A Miscalculated Blow

Update: 2025-07-31 16:30 GMT

Just when it seemed that India and the United States were inching closer to finalising a new trade agreement, former US President Donald Trump, now a presidential candidate for 2024, has thrown a spanner in the works. On Wednesday, Trump announced a sweeping imposition of a 25 per cent additional import tariff on Indian goods, effective from August 1. In an unexpected and undiplomatic twist, he also included a penalty— yet unspecified—citing India’s continued purchase of Russian crude oil and military hardware. This announcement, which caught Indian policymakers and exporters off guard, poses significant risks for bilateral trade between the world’s two largest democracies. It underscores not only Trump’s unpredictability but also the deeply transactional nature of his “America First” policy. At its core, a tariff is a tax on imported goods, paid by importers in the US, but eventually passed on to consumers and businesses. When such tariffs are imposed in bulk, as in this case, they essentially disrupt pricing mechanisms and reduce the competitiveness of imported goods. Indian exporters—particularly in sectors like garments, gems and jewellery, telecom equipment, leather, and agroproducts—stand to suffer significant losses. These are mostly labour-intensive industries that employ millions in India, and even a minor reduction in US-bound orders could lead to job losses and dampen rural livelihoods. The severity of the proposed tariff is compounded by Trump’s decision to stack it on top of existing duties. Indian textile exports, for instance, which already face a 6–9 per cent tariff in the US, would now be hit with a cumulative 31–34 per cent duty. With additional penalties on the horizon, India’s value-added exports risk becoming prohibitively expensive in one of its most critical markets.

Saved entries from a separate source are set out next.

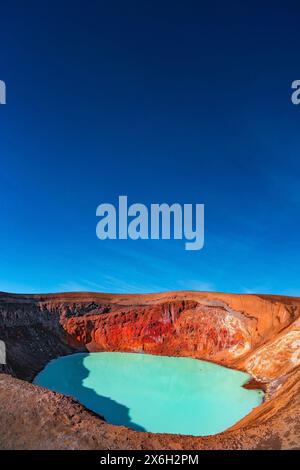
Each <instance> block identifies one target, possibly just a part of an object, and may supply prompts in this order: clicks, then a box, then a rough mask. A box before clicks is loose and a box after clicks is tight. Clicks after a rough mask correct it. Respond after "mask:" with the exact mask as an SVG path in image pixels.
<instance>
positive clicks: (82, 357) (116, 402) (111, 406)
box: [35, 353, 146, 431]
mask: <svg viewBox="0 0 300 470" xmlns="http://www.w3.org/2000/svg"><path fill="white" fill-rule="evenodd" d="M75 356H76V360H74V359H75ZM88 356H89V354H85V353H78V354H75V355H73V363H72V367H69V368H66V365H65V362H64V361H61V370H60V371H59V370H58V368H57V365H58V361H57V360H56V366H55V367H53V368H52V367H49V366H48V368H47V374H44V373H43V372H44V371H42V372H41V374H39V376H38V377H37V378H36V379H37V380H35V383H37V384H38V385H41V386H43V387H47V388H49V389H51V390H54V391H56V392H60V393H63V394H65V395H71V396H72V397H73V398H75V399H76V400H78V401H79V402H80V403H81V404H82V405H84V406H85V407H86V408H88V409H90V410H92V411H93V412H95V413H97V414H99V415H101V416H104V418H105V420H106V421H107V422H108V423H110V424H115V425H121V426H127V427H129V428H131V429H134V430H135V431H146V430H145V429H144V428H143V427H142V426H140V425H139V424H137V423H134V422H133V421H132V420H131V417H130V414H129V413H130V409H129V408H128V407H127V406H124V405H121V404H120V403H118V402H116V401H115V400H112V399H111V398H109V397H105V396H102V395H98V393H96V392H95V391H94V390H93V389H91V388H88V387H86V386H85V385H84V381H85V379H86V378H87V377H88V376H89V374H90V371H89V370H88V369H87V368H86V367H85V365H84V360H85V358H86V357H88ZM61 359H63V358H61ZM52 365H53V363H52V364H51V366H52Z"/></svg>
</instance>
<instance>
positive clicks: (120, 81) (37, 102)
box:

India’s trade surplus with the US has been a persistent bone of contention in Washington. In 2024–25, India enjoyed a surplus of $41 billion in goods and a further $3.2 billion in services. Trump has long viewed trade deficits as evidence of unfairness. However, this perspective is flawed and ignores the complex ecosystem of modern trade—particularly the fact that the US benefits enormously from services trade, tech partnerships, education exports, and defence deals with India. A recent study by GTRI highlights this nuance: when factoring in revenue from education, financial services, licensing royalties, and digital platforms, the US in fact enjoys a $35–40 billion surplus over India. This broader picture is conveniently ignored in Trump’s narrative, which seeks to frame India as a tariff-happy outlier. In reality, India’s average applied tariff stands at 17 per cent—higher than the US’s 3.3 per cent, yes—but not exceptional when compared to other industrialising economies like South Korea (13.4 per cent) or China (7.5 per cent). Moreover, the US itself imposes punishingly high duties on key imports like dairy (188 per cent), cereals (193 per cent), and beverages and tobacco (150 per cent). So the argument that India alone is protectionist simply does not hold.

What makes Trump’s announcement particularly concerning is its timing. India and the US have been actively negotiating a comprehensive trade pact for the past few years. These tariffs not only undercut that momentum, but also send a troubling signal about the reliability of the US as a trading partner— especially when domestic politics begin to bleed into foreign policy. It also exposes a strategic vulnerability. India must now contend with the possibility that future geopolitical frictions—whether over energy, defence ties with Russia, or broader global alignments— may increasingly attract economic penalties from the US. This underscores the need for India to diversify its export markets, reduce overdependence on single-country trade, and future-proof its global supply chains. The Indian government’s response should be calibrated, not confrontational. This is not the time for retaliatory tariffs, which could trigger a tit-for-tat escalation. Instead, New Delhi must aggressively engage with its American counterparts—across party lines—and reinforce the argument that India is a responsible trade partner, a democratic bulwark in Asia, and a key cog in global manufacturing. At the same time, India must step up its internal reforms—simplifying its tariff structure, boosting manufacturing competitiveness, and strengthening its free trade agreements with other blocs like the EU, ASEAN, and Africa. What’s at stake is not just a few billion dollars in exports, but the credibility of an India-US economic partnership that was painstakingly built over the last two decades. If this partnership is to survive the turbulence of global politics and shifting alliances, it must be based on mutual respect, transparency, and long-term strategic thinking—not impulsive penalties and protectionism. As Trump returns to the campaign trail with a hardline stance, India would do well to remember the unpredictability of dealing with populist leaders. But it must also ensure that its economic diplomacy remains firm, consistent, and aligned with its broader national interest.